After “Piano Lessons” by Billy Collins,
The piano stands in the darkened room,
hockey player grin daring you to bash it
in the face with Chopin or Liszt.
Instead, you tickle it with jazz
“It Might as Well Be Spring”
feel it tremble under your hand
giggling.
5 comments:
Aiyeee! I'm surprised no one has commented on this. I've read it several times and I quite like it. Especially the first stanza, which has teeth. The rest of the poem has gums but not teeth. If I were you, and I'm not, I'd drop the Billy ref. and the last stanza, and let the 1 stanza sing out as it wants.
The piano stands in the darkened room,
hockey player grin daring you to bash it
in the face with Chopin or Liszt.Yep. That's the poem, right there. Everything else is window dressing.
Hi Rebecca,
Thanks for the read. Your comment made me laugh, especially since you've got it backwards--it's the first stanza that's wearing a partial. The second kept all its teeth by virtue of staying out of the hockey arena.

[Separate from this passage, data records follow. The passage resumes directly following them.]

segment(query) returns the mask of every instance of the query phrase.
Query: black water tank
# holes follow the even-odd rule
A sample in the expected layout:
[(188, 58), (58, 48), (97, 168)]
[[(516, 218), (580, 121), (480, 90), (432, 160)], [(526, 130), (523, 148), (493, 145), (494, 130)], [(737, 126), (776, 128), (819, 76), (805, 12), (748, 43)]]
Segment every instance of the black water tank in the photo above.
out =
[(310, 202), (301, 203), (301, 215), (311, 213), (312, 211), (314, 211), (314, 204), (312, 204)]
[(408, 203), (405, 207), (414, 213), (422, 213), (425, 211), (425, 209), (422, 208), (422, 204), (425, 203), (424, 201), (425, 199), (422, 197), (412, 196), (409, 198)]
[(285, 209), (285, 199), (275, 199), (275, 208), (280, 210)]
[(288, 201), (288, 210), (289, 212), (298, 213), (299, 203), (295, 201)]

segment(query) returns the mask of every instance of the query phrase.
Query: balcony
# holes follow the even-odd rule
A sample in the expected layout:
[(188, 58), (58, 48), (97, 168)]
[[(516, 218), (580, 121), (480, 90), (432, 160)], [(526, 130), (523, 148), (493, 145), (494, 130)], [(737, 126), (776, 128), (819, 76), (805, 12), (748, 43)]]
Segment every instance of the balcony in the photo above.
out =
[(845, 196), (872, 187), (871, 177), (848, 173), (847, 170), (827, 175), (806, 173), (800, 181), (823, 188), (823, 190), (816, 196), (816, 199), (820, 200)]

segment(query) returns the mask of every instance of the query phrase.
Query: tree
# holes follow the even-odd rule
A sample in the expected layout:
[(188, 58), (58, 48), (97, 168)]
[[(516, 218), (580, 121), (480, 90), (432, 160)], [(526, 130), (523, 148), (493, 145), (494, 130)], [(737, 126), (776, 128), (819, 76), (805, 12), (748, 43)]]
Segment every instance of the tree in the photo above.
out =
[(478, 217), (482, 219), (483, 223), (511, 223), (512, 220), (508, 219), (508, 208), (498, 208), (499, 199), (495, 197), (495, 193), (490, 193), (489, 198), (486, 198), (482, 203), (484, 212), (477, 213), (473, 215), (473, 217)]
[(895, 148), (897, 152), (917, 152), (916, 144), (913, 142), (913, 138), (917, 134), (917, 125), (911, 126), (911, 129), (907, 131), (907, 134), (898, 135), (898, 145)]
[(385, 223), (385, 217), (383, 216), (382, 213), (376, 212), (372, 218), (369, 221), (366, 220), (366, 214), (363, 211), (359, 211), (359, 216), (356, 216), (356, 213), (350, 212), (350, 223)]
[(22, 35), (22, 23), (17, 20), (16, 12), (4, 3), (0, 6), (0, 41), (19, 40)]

I can't really do musical opems --understand them -- I lack that gene beyond the simplest things...
so come on, gimme something else I can relate to..translation? Do y have your dream machine yet (a mac wasnt it?)
Aisha
Aish... sorry about all these music poems. I don't know what's gotten into me ;-) As for my new computer, alas, Apple's just come out with a new line of cheap computers, so now I'm more conflused than ever. I hope to buy one this spring sometime.
Paula. thanks for the read. I know Rebecca doesn't like me saying it, but this was more an excercize than anything else--just reading come BC and this popped out. Not sure it's really a poem even. Maybe something will come of it, though.
Might change some of the wording to suit myself, but that's normal for writers. I'm not certain the song title in the second stanza is necessary, would make the poem two tercets. Otherwise, I like the concept, the direction and the feel.